Another AI calculation, based on the criteria discussed herein, is 200 mg/d provided by 5 servings of fruits and vegetables. This amount is available in US diets now.²⁵ The first amount beyond the steep portion of the dose-concentration curve for plasma is 200 mg/d but plasma saturation is not induced at this amount and instead occurs at 1000 mg/d.³³ Tissues probably will be saturated at 200 mg/d, without apparent harm. Bioavailability is near maximal for 100 mg twice daily, at least for pure vitamin C. The estimate of 200 mg/d accounts for the possibility that vitamin C bioavailability from foods might decrease compared with pure vitamin C. At the 200-mg/d dose, urine excretion of vitamin C is beyond the excretion threshold, but fractional excretion is less than 1. There are no known adverse effects of vitamin C at this dose.⁵³ Although uncertain, it is possible that there are biochemical benefits due to the concentrations achieved by the 200-mg/d dose. Vitamin C transport will achieve V_max in tissues,⁶¹ LDL oxidation might be decreased compared with lower doses,^{6 - 7} ascorbate recycling as a protective mechanism in neutrophils might be optimized,⁶⁴ and decreased nitrosation in the gastrointestinal tract might result from this dose.⁶⁷ Also, intake of 5 servings of fruits and vegetables is associated with decreased cancer risk.^{14 ,69} Finally, 200 mg of vitamin C will prevent deficiency for more than 1 month if ingestion suddenly ceased.³³ There is no certain benefit from vitamin C at this dose compared with lower ones, except for prevention of scurvy with a safety margin. A recommendation of 200 mg from 5 fruits and vegetables daily will make intake recommendations similar to those of the US Department of Agriculture and National Cancer Institute.²⁵

Mean fruit and vegetable intake for most people decreased slightly between 1965 and 1991.¹⁰⁷ From 1991, when the National Cancer Institute began its 5-a-day program, mean intake increased modestly in 1994 from approximately 3.1 to 3.6 servings per person per day.³¹ Health professionals are the preferred source for nutrition information by household managers, but only one third of those surveyed used health professionals as a source.²⁶ Therefore, physicians may have untapped potential to provide nutrition information to their patients.

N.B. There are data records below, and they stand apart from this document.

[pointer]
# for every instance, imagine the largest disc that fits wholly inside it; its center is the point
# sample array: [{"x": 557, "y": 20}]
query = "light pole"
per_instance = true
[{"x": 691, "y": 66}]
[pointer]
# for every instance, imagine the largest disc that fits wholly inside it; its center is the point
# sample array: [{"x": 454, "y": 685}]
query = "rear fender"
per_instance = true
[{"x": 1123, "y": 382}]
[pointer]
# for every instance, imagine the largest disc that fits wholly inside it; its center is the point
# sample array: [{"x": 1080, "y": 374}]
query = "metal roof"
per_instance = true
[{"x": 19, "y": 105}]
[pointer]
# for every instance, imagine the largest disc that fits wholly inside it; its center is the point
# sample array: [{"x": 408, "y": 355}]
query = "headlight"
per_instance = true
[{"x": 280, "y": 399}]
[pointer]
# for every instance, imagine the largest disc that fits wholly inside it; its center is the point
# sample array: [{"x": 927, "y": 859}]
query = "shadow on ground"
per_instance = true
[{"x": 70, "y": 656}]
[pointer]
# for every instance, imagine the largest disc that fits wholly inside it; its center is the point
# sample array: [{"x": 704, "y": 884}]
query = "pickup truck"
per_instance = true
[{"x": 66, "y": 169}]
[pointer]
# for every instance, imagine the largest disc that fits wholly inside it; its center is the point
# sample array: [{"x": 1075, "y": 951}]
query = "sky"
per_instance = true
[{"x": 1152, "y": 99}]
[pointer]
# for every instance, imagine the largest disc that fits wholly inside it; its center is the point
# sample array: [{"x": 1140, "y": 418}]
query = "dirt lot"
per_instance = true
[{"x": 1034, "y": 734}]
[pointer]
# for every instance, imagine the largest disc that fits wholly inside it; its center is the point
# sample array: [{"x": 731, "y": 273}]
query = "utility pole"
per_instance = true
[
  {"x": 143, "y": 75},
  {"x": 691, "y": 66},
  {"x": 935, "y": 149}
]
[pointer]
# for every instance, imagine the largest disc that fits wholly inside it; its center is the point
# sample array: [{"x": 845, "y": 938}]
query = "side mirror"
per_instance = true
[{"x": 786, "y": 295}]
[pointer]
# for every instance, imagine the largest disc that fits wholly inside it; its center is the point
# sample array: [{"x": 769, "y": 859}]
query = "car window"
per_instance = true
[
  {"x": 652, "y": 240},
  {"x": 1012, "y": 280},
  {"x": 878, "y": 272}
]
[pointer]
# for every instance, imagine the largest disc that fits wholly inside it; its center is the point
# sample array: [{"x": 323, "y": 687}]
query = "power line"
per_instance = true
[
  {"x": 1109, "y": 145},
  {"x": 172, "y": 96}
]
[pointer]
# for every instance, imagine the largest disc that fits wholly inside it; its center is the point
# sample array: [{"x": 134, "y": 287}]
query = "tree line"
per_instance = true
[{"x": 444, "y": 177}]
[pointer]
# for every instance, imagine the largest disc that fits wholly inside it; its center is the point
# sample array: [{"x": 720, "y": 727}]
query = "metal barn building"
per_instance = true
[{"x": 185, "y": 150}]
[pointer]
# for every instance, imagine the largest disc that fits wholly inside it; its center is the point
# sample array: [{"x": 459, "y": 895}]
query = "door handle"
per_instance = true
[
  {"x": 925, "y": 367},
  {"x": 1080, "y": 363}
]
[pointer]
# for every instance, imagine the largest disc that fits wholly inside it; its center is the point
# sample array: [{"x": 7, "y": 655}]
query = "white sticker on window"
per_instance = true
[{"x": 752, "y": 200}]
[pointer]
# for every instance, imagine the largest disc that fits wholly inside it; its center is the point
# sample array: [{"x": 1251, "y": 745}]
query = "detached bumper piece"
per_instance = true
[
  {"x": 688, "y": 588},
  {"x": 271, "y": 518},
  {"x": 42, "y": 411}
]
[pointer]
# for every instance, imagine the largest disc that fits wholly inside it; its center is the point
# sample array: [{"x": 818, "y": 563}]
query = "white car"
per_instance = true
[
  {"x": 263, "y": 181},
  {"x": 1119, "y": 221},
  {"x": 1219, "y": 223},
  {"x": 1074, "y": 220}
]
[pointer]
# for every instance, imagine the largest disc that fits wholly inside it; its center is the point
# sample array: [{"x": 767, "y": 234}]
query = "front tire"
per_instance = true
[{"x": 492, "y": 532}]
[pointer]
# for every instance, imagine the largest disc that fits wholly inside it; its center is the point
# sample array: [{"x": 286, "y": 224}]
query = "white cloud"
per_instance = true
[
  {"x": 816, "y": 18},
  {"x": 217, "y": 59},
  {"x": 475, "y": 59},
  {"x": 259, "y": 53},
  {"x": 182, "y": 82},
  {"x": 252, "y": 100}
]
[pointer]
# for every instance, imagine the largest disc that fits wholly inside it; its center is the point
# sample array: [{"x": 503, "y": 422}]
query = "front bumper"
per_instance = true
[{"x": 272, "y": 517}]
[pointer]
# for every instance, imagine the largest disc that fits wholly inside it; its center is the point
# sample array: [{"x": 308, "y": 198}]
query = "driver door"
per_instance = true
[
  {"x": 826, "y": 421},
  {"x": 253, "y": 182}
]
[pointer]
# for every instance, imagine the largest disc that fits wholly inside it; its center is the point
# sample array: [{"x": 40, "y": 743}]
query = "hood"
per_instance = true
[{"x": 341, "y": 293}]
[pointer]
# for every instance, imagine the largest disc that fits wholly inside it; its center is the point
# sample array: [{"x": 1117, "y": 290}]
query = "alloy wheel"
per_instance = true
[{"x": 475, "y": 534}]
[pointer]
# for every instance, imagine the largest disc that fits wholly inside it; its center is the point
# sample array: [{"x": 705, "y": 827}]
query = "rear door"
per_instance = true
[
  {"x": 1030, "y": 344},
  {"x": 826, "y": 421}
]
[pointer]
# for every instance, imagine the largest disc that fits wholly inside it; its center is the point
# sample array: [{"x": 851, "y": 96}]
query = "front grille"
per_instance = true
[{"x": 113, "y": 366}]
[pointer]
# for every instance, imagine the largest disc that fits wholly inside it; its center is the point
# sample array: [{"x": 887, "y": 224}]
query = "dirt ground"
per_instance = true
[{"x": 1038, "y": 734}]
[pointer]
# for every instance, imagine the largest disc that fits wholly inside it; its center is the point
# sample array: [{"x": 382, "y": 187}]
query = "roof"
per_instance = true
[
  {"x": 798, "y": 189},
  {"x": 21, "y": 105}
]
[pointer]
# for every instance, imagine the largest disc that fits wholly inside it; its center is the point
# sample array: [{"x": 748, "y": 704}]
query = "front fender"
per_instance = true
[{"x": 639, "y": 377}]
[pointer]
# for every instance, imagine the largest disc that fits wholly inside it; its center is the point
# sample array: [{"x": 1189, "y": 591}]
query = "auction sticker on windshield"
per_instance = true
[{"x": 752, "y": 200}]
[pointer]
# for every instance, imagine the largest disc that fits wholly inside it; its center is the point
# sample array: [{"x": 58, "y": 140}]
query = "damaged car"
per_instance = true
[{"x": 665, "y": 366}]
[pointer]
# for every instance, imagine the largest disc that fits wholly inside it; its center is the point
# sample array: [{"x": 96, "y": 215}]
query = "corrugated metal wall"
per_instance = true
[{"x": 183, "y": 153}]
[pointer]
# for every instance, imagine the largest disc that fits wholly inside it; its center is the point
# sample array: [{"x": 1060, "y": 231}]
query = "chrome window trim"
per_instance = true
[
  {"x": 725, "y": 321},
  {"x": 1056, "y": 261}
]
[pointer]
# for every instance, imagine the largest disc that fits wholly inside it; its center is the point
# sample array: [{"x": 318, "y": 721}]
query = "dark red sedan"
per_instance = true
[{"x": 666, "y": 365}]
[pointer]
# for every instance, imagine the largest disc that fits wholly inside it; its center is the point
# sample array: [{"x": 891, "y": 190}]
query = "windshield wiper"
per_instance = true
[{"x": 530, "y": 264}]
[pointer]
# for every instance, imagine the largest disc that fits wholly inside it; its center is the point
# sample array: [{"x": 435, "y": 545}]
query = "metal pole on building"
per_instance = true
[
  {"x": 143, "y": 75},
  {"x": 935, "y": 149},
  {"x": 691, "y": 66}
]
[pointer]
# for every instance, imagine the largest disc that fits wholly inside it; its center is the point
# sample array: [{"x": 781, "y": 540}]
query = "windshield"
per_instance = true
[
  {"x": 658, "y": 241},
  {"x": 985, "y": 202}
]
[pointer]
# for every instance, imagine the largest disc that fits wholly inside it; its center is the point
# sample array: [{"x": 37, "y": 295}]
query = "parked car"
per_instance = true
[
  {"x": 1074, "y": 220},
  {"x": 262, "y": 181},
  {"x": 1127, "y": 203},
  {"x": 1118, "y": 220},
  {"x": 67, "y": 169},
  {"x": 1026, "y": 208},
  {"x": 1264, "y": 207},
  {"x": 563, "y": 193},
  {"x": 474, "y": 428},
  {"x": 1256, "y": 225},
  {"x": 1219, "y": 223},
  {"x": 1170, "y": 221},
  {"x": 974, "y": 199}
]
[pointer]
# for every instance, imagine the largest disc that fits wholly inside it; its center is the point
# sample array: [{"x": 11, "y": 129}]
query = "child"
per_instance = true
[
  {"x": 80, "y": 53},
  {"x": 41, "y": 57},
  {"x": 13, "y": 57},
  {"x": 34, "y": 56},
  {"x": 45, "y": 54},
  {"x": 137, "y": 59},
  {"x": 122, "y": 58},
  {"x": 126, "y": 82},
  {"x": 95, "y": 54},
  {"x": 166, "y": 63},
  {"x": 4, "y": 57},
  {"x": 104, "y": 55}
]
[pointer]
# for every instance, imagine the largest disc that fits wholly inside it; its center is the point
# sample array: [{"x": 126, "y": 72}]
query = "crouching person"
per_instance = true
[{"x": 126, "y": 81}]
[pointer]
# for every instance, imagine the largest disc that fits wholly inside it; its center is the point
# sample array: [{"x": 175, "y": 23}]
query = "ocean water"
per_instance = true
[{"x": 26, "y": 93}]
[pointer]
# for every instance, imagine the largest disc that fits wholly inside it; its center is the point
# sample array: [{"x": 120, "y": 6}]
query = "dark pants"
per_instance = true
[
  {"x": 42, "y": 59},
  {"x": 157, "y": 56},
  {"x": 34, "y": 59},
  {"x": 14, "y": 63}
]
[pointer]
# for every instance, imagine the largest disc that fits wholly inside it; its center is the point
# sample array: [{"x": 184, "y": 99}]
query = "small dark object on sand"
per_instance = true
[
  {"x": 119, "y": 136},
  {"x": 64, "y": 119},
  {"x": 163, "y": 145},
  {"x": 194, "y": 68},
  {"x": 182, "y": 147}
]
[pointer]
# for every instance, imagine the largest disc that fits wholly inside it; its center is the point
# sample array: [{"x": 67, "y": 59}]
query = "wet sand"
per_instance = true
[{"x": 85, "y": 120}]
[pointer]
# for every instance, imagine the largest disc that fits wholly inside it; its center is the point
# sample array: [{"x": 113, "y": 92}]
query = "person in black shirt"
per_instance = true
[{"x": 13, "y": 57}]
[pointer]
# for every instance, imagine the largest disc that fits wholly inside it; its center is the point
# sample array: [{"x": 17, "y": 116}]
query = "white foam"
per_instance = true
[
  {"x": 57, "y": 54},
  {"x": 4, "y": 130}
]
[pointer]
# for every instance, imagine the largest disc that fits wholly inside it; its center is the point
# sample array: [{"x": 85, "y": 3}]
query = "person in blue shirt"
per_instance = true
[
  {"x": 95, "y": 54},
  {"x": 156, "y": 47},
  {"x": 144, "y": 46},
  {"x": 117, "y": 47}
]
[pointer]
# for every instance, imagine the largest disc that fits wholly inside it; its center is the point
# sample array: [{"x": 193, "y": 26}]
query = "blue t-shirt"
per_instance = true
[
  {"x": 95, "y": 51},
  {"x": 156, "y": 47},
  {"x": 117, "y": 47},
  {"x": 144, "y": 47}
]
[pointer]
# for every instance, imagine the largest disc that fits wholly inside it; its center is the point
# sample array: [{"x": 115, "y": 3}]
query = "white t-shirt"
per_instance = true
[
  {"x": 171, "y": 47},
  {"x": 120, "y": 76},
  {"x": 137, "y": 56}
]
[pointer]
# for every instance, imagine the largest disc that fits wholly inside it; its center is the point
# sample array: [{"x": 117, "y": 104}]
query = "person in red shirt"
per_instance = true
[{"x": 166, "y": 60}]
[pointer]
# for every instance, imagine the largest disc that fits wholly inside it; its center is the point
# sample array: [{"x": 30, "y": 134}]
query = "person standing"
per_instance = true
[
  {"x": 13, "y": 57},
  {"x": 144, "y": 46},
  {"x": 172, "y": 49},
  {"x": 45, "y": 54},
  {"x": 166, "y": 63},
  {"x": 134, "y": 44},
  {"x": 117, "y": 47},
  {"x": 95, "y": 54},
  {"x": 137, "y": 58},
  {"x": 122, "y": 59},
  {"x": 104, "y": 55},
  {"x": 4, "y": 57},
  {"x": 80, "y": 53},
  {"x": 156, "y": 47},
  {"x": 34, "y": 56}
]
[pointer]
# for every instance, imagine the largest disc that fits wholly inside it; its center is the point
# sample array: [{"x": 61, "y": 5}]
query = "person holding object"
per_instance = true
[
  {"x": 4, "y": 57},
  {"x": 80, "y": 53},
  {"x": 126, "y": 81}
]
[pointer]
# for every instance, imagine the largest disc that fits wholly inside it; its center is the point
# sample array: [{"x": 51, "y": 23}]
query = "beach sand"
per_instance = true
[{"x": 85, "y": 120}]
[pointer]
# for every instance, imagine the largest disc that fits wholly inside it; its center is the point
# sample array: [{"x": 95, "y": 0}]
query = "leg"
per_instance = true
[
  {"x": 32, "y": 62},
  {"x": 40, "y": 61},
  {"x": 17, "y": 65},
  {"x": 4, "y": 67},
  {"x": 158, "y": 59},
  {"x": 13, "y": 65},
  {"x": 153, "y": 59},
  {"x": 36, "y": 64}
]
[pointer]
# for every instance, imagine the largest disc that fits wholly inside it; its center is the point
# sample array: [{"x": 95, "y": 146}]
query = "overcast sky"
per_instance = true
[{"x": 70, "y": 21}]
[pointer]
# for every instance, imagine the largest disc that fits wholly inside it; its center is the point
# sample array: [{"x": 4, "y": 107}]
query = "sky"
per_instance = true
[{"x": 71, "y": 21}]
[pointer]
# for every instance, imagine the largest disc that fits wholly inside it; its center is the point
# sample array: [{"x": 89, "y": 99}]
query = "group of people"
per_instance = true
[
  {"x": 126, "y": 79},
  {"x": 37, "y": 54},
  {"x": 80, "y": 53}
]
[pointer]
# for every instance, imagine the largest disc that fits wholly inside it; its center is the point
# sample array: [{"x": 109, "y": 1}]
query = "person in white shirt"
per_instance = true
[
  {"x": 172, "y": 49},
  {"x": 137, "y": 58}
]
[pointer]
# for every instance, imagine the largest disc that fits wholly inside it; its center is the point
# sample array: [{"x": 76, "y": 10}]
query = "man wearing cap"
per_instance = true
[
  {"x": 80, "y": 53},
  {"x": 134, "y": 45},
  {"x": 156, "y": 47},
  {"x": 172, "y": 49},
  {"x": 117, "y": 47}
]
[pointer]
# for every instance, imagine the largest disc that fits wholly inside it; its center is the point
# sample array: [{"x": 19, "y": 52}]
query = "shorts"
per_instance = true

Fruit and vegetable intake may be difficult for patients with diseases that impair food intake, absorption, or bioavailability. Five servings could underestimate vitamin C needs in patients with accelerated metabolism.⁹⁹ For patients unable or unwilling to consume fruits, vegetables, or vitamin C-fortified foods and beverages, a supplement containing 200 mg of vitamin C should suffice.

The Food and Nutrition Board defines UL as the highest level of daily nutrient intake that does not pose risk or adverse health effects to almost all individuals in the population.¹⁰⁶ As intake increases above UL, risk of adverse effects increases. Because patients with preexisting hyperoxaluria may have increased risk of nephrolithiasis at vitamin C doses of 1 g or more, and because this dose might increase oxalate excretion in some healthy people, UL of vitamin C should be less than 1 g/d.^{33 ,53 ,55}

Revised recommendations for vitamin C intake are based on new data, new criteria for devising recommendations, and new guidelines termed Dietary Reference Intakes. Recommended intake of vitamin C can be increased from 60 mg to 100 mg to 200 mg/d, depending on the criteria selected and the Dietary Reference Intakes guidelines. Whenever possible, vitamin C intake should come from fruits and vegetables and physicians should encourage their patients to eat 5 servings of fruits and vegetables daily. Vitamin C doses of 1 g or more could have adverse consequences in some people, and physicians should counsel patients to avoid these doses.